If the video has transcripts disabled, region-blocked, or the `youtube-transcript-api` fails, switch to **download + frame extraction + vision analysis**:

```bash
# 1. Download video with yt-dlp
pip install yt-dlp
yt-dlp -f "best[height<=720]" -o "/tmp/video.mp4" "URL"

# 2. Extract frames every N seconds (e.g., 30s for a 24-min video)
mkdir -p /tmp/frames
ffmpeg -i /tmp/video.mp4 -vf "fps=1/30,scale=480:-1" -q:v 2 /tmp/frames/frame_%04d.jpg

# 3. Analyze key frames with vision (every ~5 min or topic shift)
# Use vision on representative frames to infer structure, slides, demos.
# Combine with any known context (speaker names, event titles) to build summary.
```

**Why this works:** Most educational/workshop videos have visible slides with text that vision can read. Frame 1 usually shows the title, frame at 1-2 min shows the agenda, mid frames show demos, end frames show takeaways.

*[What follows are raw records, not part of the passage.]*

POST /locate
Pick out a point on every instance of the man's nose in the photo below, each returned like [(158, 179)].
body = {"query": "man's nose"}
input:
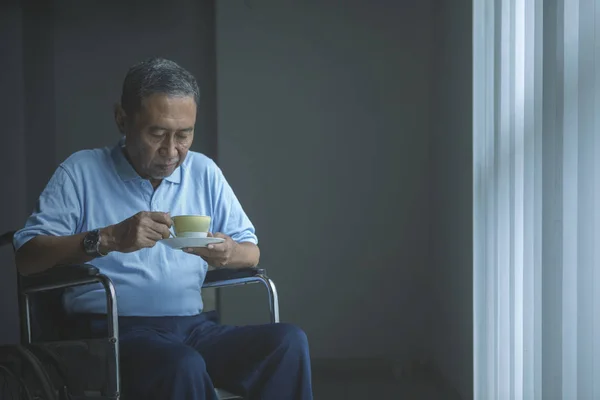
[(169, 148)]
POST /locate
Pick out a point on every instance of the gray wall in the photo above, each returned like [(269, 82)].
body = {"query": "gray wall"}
[(63, 66), (451, 284), (12, 158), (323, 115)]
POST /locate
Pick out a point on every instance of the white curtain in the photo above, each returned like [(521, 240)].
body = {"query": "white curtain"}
[(536, 157)]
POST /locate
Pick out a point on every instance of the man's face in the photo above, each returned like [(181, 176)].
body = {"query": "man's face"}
[(159, 135)]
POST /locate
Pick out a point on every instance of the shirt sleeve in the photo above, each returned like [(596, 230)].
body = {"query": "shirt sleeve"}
[(228, 215), (57, 212)]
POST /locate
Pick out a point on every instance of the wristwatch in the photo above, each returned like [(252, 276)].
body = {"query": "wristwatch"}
[(91, 244)]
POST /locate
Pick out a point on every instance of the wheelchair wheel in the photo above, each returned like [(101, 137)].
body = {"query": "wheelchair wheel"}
[(22, 379)]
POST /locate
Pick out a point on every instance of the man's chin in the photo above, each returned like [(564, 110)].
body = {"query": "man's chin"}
[(163, 173)]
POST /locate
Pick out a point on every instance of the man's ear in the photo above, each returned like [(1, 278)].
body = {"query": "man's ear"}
[(120, 118)]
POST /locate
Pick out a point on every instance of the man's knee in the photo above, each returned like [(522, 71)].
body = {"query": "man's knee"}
[(290, 337), (186, 362)]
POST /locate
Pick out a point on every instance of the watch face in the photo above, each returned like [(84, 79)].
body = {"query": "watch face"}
[(90, 242)]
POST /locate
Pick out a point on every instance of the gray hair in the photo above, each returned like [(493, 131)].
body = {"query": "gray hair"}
[(156, 75)]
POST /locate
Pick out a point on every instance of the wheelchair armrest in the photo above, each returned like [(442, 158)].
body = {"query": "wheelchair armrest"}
[(60, 276), (228, 274)]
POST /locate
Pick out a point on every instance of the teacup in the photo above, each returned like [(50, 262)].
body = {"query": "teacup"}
[(191, 226)]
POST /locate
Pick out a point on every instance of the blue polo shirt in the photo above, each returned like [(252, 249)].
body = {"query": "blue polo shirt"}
[(96, 188)]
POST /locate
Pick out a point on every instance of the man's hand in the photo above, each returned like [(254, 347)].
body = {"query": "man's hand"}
[(218, 254), (140, 231)]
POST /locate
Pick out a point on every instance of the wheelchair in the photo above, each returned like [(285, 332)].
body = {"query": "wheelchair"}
[(44, 323)]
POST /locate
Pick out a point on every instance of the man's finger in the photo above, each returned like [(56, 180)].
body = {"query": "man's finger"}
[(218, 247), (199, 251), (161, 217), (159, 229)]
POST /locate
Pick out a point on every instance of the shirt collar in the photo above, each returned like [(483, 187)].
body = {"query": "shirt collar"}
[(127, 172)]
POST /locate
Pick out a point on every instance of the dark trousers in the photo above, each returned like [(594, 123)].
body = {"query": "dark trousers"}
[(177, 358)]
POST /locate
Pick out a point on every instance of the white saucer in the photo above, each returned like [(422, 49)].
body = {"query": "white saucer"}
[(180, 243)]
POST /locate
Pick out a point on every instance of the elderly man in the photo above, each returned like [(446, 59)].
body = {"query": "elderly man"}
[(113, 205)]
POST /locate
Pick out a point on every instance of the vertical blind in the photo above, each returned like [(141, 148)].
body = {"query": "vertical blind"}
[(536, 165)]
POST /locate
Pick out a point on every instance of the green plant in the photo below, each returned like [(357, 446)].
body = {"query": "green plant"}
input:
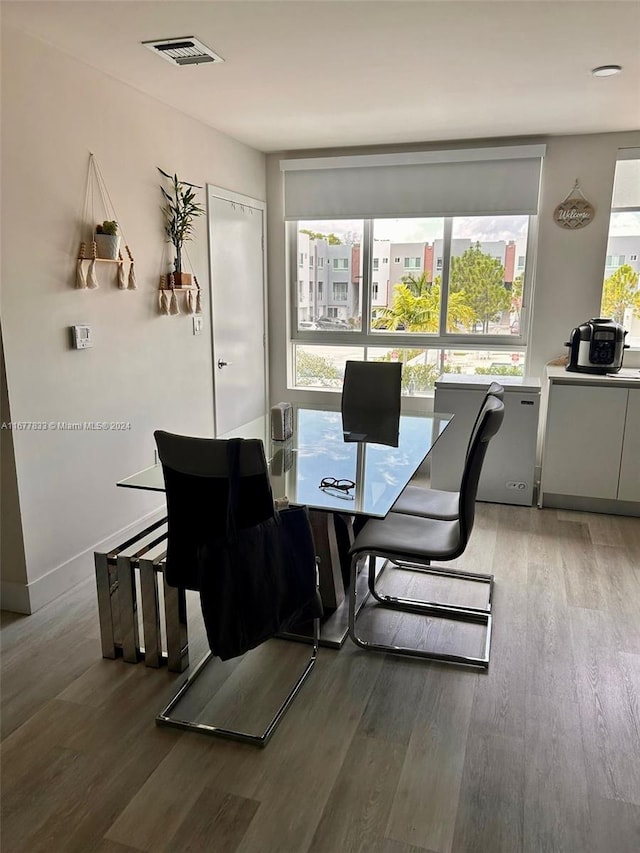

**Pitfall:** `openai-whisper` transcription often times out on low-resource machines. Do **not** rely on local Whisper unless already installed and tested. Prefer frame-based fallback instead.

## Output Destinations

- **Chat reply**: Default. Provide summary directly.
- **Notion page**: If user asks to save the summary, write to Notion via API. Use `PATCH /v1/blocks/{page_id}/children` with structured blocks. **Chunk to max 100 blocks per request** — Notion API rejects larger payloads.

## Error Handling

- **Transcript disabled**: try the download + frame extraction fallback above before giving up.
- **Private/unavailable video**: relay the error and ask the user to verify the URL.
- **No matching language**: retry without `--language` to fetch any available transcript, then note the actual language to the user.
- **Dependency missing**: run `pip install youtube-transcript-api` and retry.
- **Whisper timeout**: skip audio transcription, use frame-based fallback.